He continued by explaining that many bucking bulls are descendants of wild cattle discovered by a man on an island in Hawaii.
“He caught them, brought them back to the mainland and started breeding them,” Kyle said. “There’s some mixed breeding in there and there is a lot of Brahman influence in them, but there is no set breed for what they have to be.”
All bulls take January as their birthday and stay with their mothers for 12 months. Supplements are offered for muscle and bone mass, each animal takes a somewhat different blend. Nothing comes easy or on the cheap, and nutrition is carefully thought out. Kyle, explained that on hot days, the herd shelters in pastures under the shade trees and have constant access to water, but he does not feed grain or supplement until evening.
The weaned bulls are tested in the arena in late December. Using a mechanical rider, the bulls are graded on intensity, spin, height of jump and kick.
“It’s really kind of hard to tell what a calf is going to do, but you know if one has the heart,” Kyle said. “After that, they go on full feed, then sit around and chill out. Usually about mid-year and in the fall, we will start pulling them up and getting them to buck and get them into a set pattern so that it becomes instinct to them. Then they will go back to pasture and on full feed. When they get to be 2-year-olds, that’s when we start hauling them up and down the road pretty hard. We’re really into the competition aspect of it.
“A lot of people think that they are just bulls, but that is wrong. Today, the competition in the bulls is bigger than the competition in the riders. … The big picture for us is to send them off to the PBR, which is the top of the top in the game. Anybody can raise a bull and take him to an armature bull ride to buck off a kid wanting to show off for his girlfriend. That isn’t our goal. Our goal is to get to the top and stay at the top.”

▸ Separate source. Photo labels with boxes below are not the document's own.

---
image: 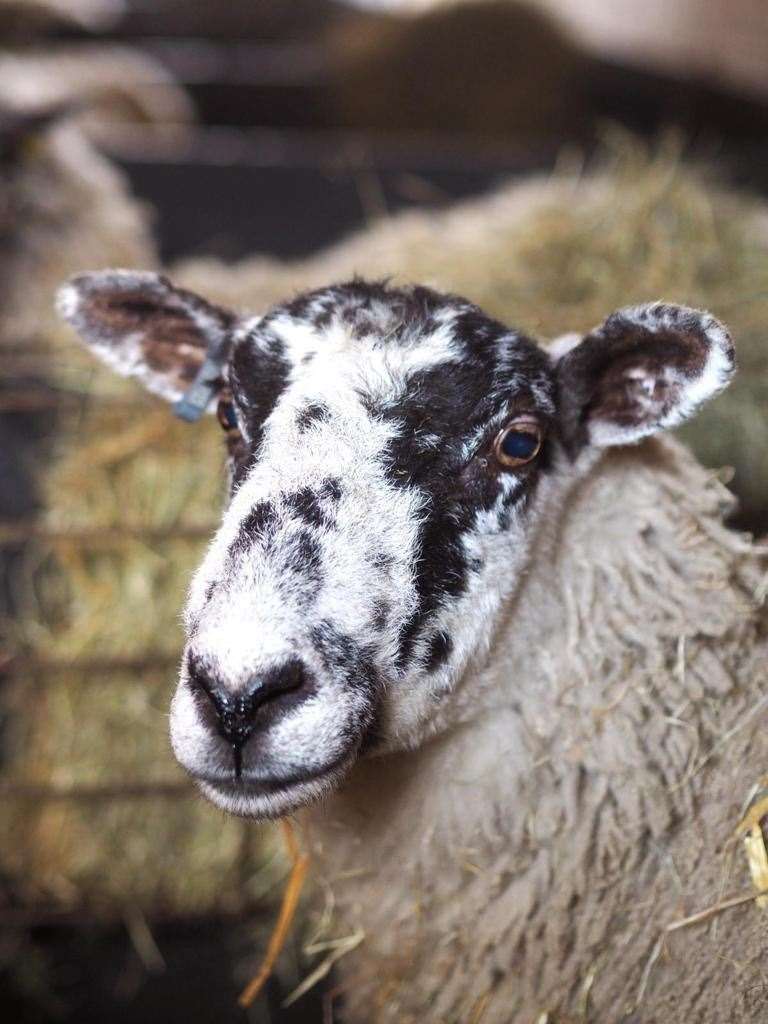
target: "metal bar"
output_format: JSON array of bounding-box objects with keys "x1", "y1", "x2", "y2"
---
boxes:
[
  {"x1": 0, "y1": 521, "x2": 216, "y2": 547},
  {"x1": 0, "y1": 651, "x2": 180, "y2": 676},
  {"x1": 0, "y1": 901, "x2": 262, "y2": 930},
  {"x1": 0, "y1": 779, "x2": 195, "y2": 803}
]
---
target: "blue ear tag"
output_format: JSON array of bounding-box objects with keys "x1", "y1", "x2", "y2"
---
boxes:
[{"x1": 172, "y1": 355, "x2": 224, "y2": 423}]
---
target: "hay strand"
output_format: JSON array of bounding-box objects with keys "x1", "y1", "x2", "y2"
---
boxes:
[{"x1": 238, "y1": 818, "x2": 309, "y2": 1010}]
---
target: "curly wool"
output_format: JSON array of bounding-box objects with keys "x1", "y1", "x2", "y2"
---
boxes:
[{"x1": 308, "y1": 439, "x2": 768, "y2": 1024}]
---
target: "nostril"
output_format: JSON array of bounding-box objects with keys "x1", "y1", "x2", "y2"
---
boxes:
[
  {"x1": 187, "y1": 654, "x2": 308, "y2": 777},
  {"x1": 248, "y1": 658, "x2": 304, "y2": 709}
]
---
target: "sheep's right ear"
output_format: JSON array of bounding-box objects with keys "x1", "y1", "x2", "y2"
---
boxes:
[
  {"x1": 56, "y1": 270, "x2": 236, "y2": 401},
  {"x1": 553, "y1": 302, "x2": 735, "y2": 455}
]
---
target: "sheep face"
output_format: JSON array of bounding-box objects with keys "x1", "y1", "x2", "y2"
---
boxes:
[{"x1": 60, "y1": 271, "x2": 732, "y2": 817}]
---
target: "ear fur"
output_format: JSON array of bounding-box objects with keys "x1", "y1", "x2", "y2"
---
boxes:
[
  {"x1": 556, "y1": 302, "x2": 735, "y2": 454},
  {"x1": 56, "y1": 270, "x2": 236, "y2": 401}
]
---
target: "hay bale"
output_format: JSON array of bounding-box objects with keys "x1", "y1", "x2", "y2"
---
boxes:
[{"x1": 327, "y1": 0, "x2": 590, "y2": 144}]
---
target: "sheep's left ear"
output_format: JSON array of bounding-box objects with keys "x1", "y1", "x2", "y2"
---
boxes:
[
  {"x1": 56, "y1": 270, "x2": 236, "y2": 411},
  {"x1": 555, "y1": 302, "x2": 735, "y2": 455}
]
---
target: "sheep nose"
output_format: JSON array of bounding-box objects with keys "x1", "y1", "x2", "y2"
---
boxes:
[{"x1": 189, "y1": 657, "x2": 308, "y2": 777}]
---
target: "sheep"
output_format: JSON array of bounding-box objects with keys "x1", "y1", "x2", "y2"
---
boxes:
[
  {"x1": 58, "y1": 270, "x2": 768, "y2": 1024},
  {"x1": 0, "y1": 105, "x2": 158, "y2": 344}
]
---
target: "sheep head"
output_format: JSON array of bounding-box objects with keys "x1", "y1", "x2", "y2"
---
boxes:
[{"x1": 59, "y1": 271, "x2": 733, "y2": 817}]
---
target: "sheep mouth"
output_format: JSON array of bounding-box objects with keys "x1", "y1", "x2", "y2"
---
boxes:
[{"x1": 194, "y1": 752, "x2": 355, "y2": 820}]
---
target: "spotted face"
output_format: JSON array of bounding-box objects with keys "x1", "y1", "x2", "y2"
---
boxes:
[{"x1": 60, "y1": 271, "x2": 732, "y2": 817}]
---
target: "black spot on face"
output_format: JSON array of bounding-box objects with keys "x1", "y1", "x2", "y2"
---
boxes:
[
  {"x1": 233, "y1": 502, "x2": 280, "y2": 551},
  {"x1": 424, "y1": 631, "x2": 454, "y2": 672},
  {"x1": 371, "y1": 601, "x2": 391, "y2": 633},
  {"x1": 284, "y1": 529, "x2": 325, "y2": 604},
  {"x1": 317, "y1": 476, "x2": 343, "y2": 505},
  {"x1": 229, "y1": 321, "x2": 291, "y2": 449},
  {"x1": 296, "y1": 401, "x2": 331, "y2": 432},
  {"x1": 283, "y1": 487, "x2": 333, "y2": 526}
]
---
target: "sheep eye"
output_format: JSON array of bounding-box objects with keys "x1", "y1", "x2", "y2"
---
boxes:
[
  {"x1": 216, "y1": 398, "x2": 240, "y2": 433},
  {"x1": 494, "y1": 420, "x2": 544, "y2": 468}
]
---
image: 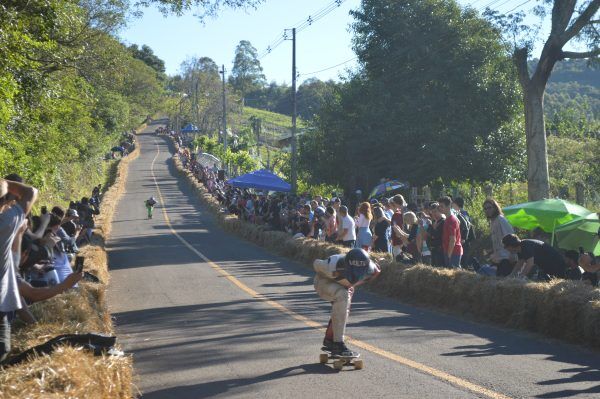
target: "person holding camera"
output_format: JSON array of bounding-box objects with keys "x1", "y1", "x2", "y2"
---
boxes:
[{"x1": 0, "y1": 179, "x2": 38, "y2": 362}]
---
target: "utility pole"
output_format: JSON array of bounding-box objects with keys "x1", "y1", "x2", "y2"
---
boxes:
[
  {"x1": 286, "y1": 28, "x2": 298, "y2": 194},
  {"x1": 194, "y1": 75, "x2": 200, "y2": 139},
  {"x1": 220, "y1": 64, "x2": 228, "y2": 170}
]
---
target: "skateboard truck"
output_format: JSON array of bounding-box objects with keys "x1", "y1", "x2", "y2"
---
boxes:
[{"x1": 319, "y1": 347, "x2": 364, "y2": 370}]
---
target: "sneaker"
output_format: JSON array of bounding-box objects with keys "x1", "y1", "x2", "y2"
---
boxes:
[{"x1": 331, "y1": 342, "x2": 357, "y2": 356}]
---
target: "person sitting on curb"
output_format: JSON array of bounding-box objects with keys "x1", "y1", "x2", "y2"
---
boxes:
[
  {"x1": 502, "y1": 234, "x2": 567, "y2": 280},
  {"x1": 313, "y1": 248, "x2": 380, "y2": 356}
]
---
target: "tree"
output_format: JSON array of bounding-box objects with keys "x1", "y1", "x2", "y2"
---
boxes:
[
  {"x1": 300, "y1": 0, "x2": 521, "y2": 191},
  {"x1": 487, "y1": 0, "x2": 600, "y2": 201},
  {"x1": 298, "y1": 78, "x2": 336, "y2": 120},
  {"x1": 129, "y1": 44, "x2": 165, "y2": 73},
  {"x1": 142, "y1": 0, "x2": 264, "y2": 19},
  {"x1": 229, "y1": 40, "x2": 265, "y2": 99}
]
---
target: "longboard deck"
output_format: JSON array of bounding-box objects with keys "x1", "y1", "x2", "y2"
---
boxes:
[
  {"x1": 319, "y1": 347, "x2": 364, "y2": 371},
  {"x1": 321, "y1": 348, "x2": 360, "y2": 360}
]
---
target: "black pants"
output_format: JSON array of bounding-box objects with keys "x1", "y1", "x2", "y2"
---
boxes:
[
  {"x1": 496, "y1": 259, "x2": 514, "y2": 277},
  {"x1": 431, "y1": 248, "x2": 446, "y2": 267},
  {"x1": 0, "y1": 312, "x2": 10, "y2": 363}
]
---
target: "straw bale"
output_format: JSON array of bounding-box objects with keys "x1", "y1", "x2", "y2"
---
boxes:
[
  {"x1": 170, "y1": 136, "x2": 600, "y2": 348},
  {"x1": 0, "y1": 125, "x2": 144, "y2": 399}
]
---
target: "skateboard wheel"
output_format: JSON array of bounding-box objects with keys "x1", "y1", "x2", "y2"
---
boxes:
[
  {"x1": 354, "y1": 360, "x2": 365, "y2": 370},
  {"x1": 333, "y1": 360, "x2": 344, "y2": 370}
]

A bull bred by the Kilgores actually competed at the PBR in October.
“People think just any bull can go to that level, but it’s a different ball game when you send one to the finals like that,” Kyle said. “It proves something.”
Kyle added that just like any athlete, performance-enhancing drugs are not allowed in bulls, and the ABBI requires testing for steroids or other drugs by a veterinary certified to the ABBI’s code. Blood and urine samples may be collected at ABBI discretion and owners of an animal that tests positive for a banned substance are liable for lost prize money, fined, banned from competition and lose year-end-bonus money.
Kyle plans to attend Conners State at Warner, Okla., and then on to Oklahoma State University in hopes of an agriculture business degree.
“I’m not sure what route I want to go into after that, but I would like to have that in my arsenal,” he said. “As a kid looking at my future goals, all I can imagine ever being is a pro rodeo announcer. That’s all I have ever wanted to be. I would love to continue the family business and try and continue to take bulls to the top, plus be a top rodeo announcer at the same time.”